Packing your Backpack: Survival Of The Fittest

We made a brief stop in Los Angeles over the holidays to see family and pick up some things that we couldn’t find in South America. As we secured visas, acquired needed immunizations and H1N1 shots, we also had an opportunity to re-evaluate what we were carrying in our backpacks. It was interesting to note which items stayed in the backpack and which items didn’t survive. Having recently been in the Galapagos, I immediately thought of Charles Darwin and his idea of Natural Selection. Darwin defines Natural Selection as the "principle by which each slight variation [of a trait], if useful, is preserved." This idea is simple and powerful: as with individuals, items in our backpacks that are best adapted to their environment are more likely to survive.

While Darwin coined "Natural Selection," it was Herbert Spencer that came up with the term "Survival of the Fittest," a term that Darwin liked and often used himself when writing about evolution. An examination of some of our things deemed ‘not fit for survival" revealed my wife’s curling iron (never used), my son’s gold medals from a Peruvian swim meet (stashed in a corner of his pack and never taken out), my daughter’s giant hair brush (useful, but too big) and my beach towel (used only twice). These things were not constant problems, but certainly were top of mind every time we trudged through a bus station or hoisted our backpacks in to a taxi trunk.

When it comes to the items within the finite area of a backpack, we are talking about the intersection of space and utility. If it takes up space, it had better be useful. The items that took up space that didn’t survive were either a) not useful or b) less useful than a competitor. In the first category, the tag line is "use it or lose it." My wife suggested she and I carry silk pillowcases to with us to cover the rough hotel pillows we often encountered. Presumably, these pillowcases helped delay the onset of facial wrinkles that accompany middle age. Neither of us ever used them so we "lost" them. In the second category, my Quicksilver board shorts lost out to a competitor: I found some khaki walking shorts with a swim liner that allowed them to double as a swim suit. Both the silk pillowcases and the board shorts went the way of the Dodo. In some cases, changing geography dictates obsolescence. The alpaca woven chullos that were essential in the Andes, were dead weight once we got to the coastal areas. The same was true for our hiking boots. As we head to the Mediterranean, these will not be in our backpacks.
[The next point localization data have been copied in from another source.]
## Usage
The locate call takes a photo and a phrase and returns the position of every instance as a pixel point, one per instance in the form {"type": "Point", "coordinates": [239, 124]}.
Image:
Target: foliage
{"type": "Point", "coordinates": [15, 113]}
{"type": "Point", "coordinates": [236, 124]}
On the topic of backpacks, a special note of nostalgia is in order. My daughter is carrying the same black REI combo pack that I carried when I backpacked around the world over 20 years ago. The pack goes by the moniker "The Black Hole" because of its ability to absorb and hold anything that I’ve wanted to put inside it. Like the zero gravity black holes, it seems to suck in everything around it. From one generation to the next, my daughter is now lugging around The Black Hole while I am using a new Eagle Creek Switchback 25 roller pack.

Whatever pack one is using, the same Darwinian principle applies. Items in our backpacks that are best adapted to their environment are more likely to survive.

1 comment:

  1. The Galapagos Islands are the most incredible living museum of evolutionary changes, with a huge variety of exotic species (birds, land and sea animals, plants) and landscapes not seen anywhere else.